Session: Leveraging FAIR Data to Discover New Connections in Ecology
The Global Restore Project: A collaborative scientist-practitioner synthesis initiative with an open-science vision
Monday, August 2, 2021
ON DEMAND
Link To Share This Presentation: https://cdmcd.co/Z4DLXw
Emma Ladouceur, The German Centre for Integrative Biodiversity Research (iDiv), Leipzig, Germany, Nancy Shackelford, nstitute of Arctic and Alpine Research, Colorado University, Boulder, CO, W. Stanley Harpole, German Centre for Integrative Biodiversity Research, Lars Brudvig, Plant Biology, Michigan State University, East Lansing, MI, Holly P. Jones, Department of Biological Sciences and Institute for the Study of the Environment, Sustainability, and Energy, Northern Illinois University, DeKalb, IL and Jonathan M. Chase, German Centre for Integrative Biodiversity Research (iDiv), Halle-Jena-Leipzig, Germany
Presenting Author(s)
Emma Ladouceur
The German Centre for Integrative Biodiversity Research (iDiv) Leipzig, Germany
Background/Question/Methods The Global Restore Project (GRP) aims to bring together restoration researchers globally to pool existing data and knowledge for a deeper understanding of restoration science. Since our launch in 2019, we have partnered with the Global Arid Zone Project (GAZP), to bring together restoration data across global aridity gradients. We are collecting vegetation community monitoring data from actively restored (where seeding or planting treatments have been applied), passively restored (natural succession after disturbance) and undisturbed remnant reference habitats for a rich, flexible, comparative framework to assess success. We are bringing together fragmented datasets collected over time by different teams, connecting remnant monitoring with regional restoration and are developing tools for practitioners to be able to use.
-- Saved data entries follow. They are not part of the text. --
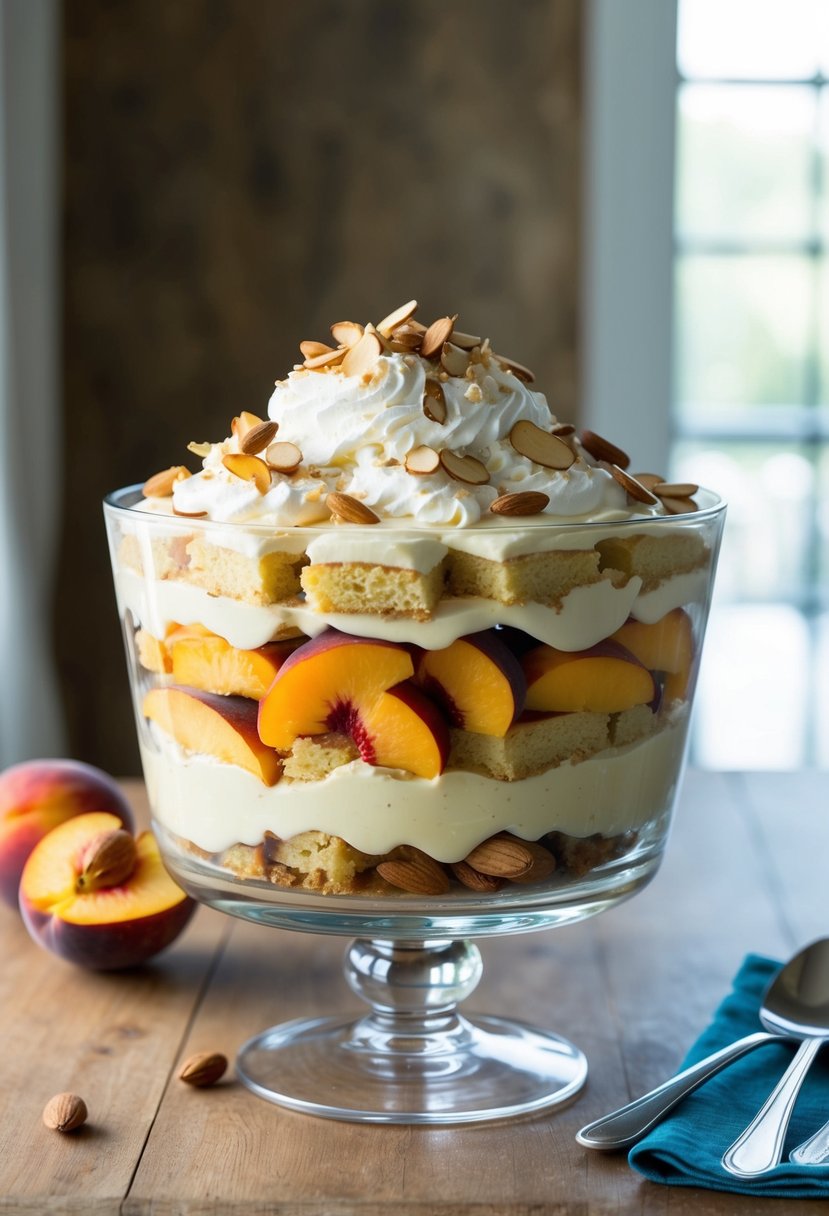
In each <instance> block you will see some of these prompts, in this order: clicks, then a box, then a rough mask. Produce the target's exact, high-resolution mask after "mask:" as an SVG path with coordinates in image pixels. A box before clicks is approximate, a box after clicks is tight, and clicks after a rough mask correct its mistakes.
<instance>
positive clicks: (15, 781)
mask: <svg viewBox="0 0 829 1216" xmlns="http://www.w3.org/2000/svg"><path fill="white" fill-rule="evenodd" d="M88 811H108V812H109V814H112V815H114V816H117V818H118V820H119V821H120V823H122V824H123V826H124V827H125V828H131V827H132V812H131V810H130V806H129V803H128V801H126V799H125V798H124V795H123V794H122V792H120V789H119V788H118V786H117V784H115V782H114V781H113V779H112V777H109V776H108V775H107V773H106V772H103V771H102V770H101V769H95V767H94V766H92V765H88V764H81V762H80V761H79V760H27V761H24V762H23V764H17V765H12V767H11V769H6V770H5V771H4V772H2V773H0V897H2V900H4V902H6V903H9V905H10V907H15V908H16V907H17V891H18V888H19V882H21V874H22V873H23V866H24V865H26V860H27V857H28V856H29V854H30V852H32V850H33V849H34V846H35V845H36V844H38V841H39V840H41V839H43V837H45V835H46V833H47V832H51V831H52V828H56V827H57V826H58V823H63V822H66V820H71V818H74V817H75V816H77V815H84V814H85V812H88Z"/></svg>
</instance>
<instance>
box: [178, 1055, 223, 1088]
mask: <svg viewBox="0 0 829 1216" xmlns="http://www.w3.org/2000/svg"><path fill="white" fill-rule="evenodd" d="M226 1071H227V1057H226V1055H222V1054H221V1052H197V1053H196V1054H194V1055H190V1057H187V1059H186V1060H185V1062H184V1064H182V1065H181V1068H180V1070H179V1080H180V1081H184V1082H185V1083H186V1085H193V1086H196V1087H197V1088H198V1090H203V1088H204V1087H205V1086H208V1085H215V1083H216V1081H218V1080H219V1079H220V1077H222V1076H224V1075H225V1073H226Z"/></svg>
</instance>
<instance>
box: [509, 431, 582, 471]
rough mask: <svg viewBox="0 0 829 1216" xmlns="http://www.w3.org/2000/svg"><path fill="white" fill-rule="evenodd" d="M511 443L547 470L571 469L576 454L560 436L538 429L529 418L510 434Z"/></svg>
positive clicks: (568, 445) (522, 455)
mask: <svg viewBox="0 0 829 1216" xmlns="http://www.w3.org/2000/svg"><path fill="white" fill-rule="evenodd" d="M509 443H511V444H512V445H513V447H514V449H515V451H517V452H519V455H521V456H526V458H528V460H531V461H535V463H536V465H542V466H543V467H545V468H556V469H564V468H569V467H570V465H573V462H574V461H575V458H576V454H575V452H574V450H573V449H571V447H570V445H569V444H565V443H564V440H563V439H559V437H558V435H551V433H549V432H548V430H542V429H541V427H536V424H535V422H530V421H529V418H521V420H520V421H519V422H517V423H515V426H514V427H513V428H512V430H511V432H509Z"/></svg>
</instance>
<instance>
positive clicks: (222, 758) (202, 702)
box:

Identifying spatial and temporal patterns of restoration success and failure has the power to inform predictive restoration science, to improve outcomes and reduce risk in restoration projects, and inform practical applications and policy. We will make these data completely open access and available to the community wherever possible, and intend to continue to grow these resources and tools we are developing over time. Results/Conclusions Here, we give an update on progress made, on our current status. We present some preliminary results from North American grassland communities and metacommunities; elucidating scale-dependent patterns of recovery in restoration that could help to inform targeted, efficient approaches to restoration treatments and management. There is immense potential for synthesis in ecological restoration to also contribute to broad efforts across other subfields of ecology to develop capacity in open data resources. This presents collaborative opportunities for restoration to benefit from tools and expertise from other subfields, while contributing to these broad efforts, and in turn, for restoration to benefit from these efforts. We invite every practitioner and scientist to join us by contributing data, ideas, analyses and insights to directly inform actions and improve outcomes for the Decade on Ecosystem Restoration.